Friday, December 13, 2013

Luke 1:46b-55

Year A - Advent 3 - Needed Change 3
December 15, 2013

This text is an alternative for the Psalm reading.

It would even be interesting to read them together and reflect on beatific experiences. Are they more active or more passive?

The Psalmist has happiness, blessedness, being hopeful. Hopeful for all to be in good order. The divisions we set between ourselves—oppressor/oppressed, gourmand, guard/prisoner, handicapped/advantaged, master/indentured, alien/citizen, related-in/exiled, and more —are only resolvable from the outside, by a G*D.

Luke has magnificence, blessedness, already come to pass.
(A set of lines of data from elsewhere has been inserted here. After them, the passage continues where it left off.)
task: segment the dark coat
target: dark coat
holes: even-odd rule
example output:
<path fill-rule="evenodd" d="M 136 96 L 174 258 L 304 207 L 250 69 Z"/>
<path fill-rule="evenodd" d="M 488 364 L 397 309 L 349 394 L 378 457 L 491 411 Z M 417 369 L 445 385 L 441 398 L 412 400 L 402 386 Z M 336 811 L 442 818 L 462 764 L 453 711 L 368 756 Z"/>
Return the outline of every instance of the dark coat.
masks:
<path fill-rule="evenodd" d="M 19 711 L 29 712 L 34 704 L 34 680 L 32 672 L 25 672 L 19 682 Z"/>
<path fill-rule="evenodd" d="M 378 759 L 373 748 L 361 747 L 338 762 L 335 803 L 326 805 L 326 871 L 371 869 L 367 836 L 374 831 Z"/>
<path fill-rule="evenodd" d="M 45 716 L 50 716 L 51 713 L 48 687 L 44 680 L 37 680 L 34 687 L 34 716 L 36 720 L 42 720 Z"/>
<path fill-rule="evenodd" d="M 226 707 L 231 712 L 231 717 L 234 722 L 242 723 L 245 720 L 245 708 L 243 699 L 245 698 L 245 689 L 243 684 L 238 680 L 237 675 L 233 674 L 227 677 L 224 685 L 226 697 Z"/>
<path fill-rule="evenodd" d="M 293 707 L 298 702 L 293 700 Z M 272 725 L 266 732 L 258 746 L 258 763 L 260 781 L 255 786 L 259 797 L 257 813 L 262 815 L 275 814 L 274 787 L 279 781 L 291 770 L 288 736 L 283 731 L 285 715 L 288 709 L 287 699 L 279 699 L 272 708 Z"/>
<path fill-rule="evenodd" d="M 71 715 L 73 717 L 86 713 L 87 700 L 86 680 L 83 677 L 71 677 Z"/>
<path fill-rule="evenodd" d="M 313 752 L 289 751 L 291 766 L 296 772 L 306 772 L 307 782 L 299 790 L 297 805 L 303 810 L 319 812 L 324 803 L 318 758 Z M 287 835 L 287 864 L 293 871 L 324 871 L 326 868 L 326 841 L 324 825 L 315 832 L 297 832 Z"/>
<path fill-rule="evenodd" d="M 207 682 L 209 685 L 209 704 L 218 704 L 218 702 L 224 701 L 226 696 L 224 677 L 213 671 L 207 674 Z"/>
Mary knows that life has changed, even while still in the same circumstance. An assurance of mercy, regardless of circumstance, has arrived. Mary, and we, find those previously haughty toward us to be anxious, agitated, and scattered. Our hunger shifts from individual experience to a food revolution to open closed storehouses. Common-wealth becomes the measure of individual wealth and determines who will steward it.

We can act in hope and in magnificence to shift separation toward community. We can let these same qualities dull us into resigned waiting. A vision of what may yet be can be helpful to my well-being. An experience of that vision claimed and lived may also be helpful to our well-being. A basic question for both is, “What are you going to do with your hope, with a taste of hope realized?”


PS - remember that some understand a pink candle to express a hope for and thanksgiving for having experienced blessedness through a girl-baby. How does Advent impact our cultural norms and expectations? If Advent does not bring some challenge to the status quo, it is merely an idol for Black Friday commercialism.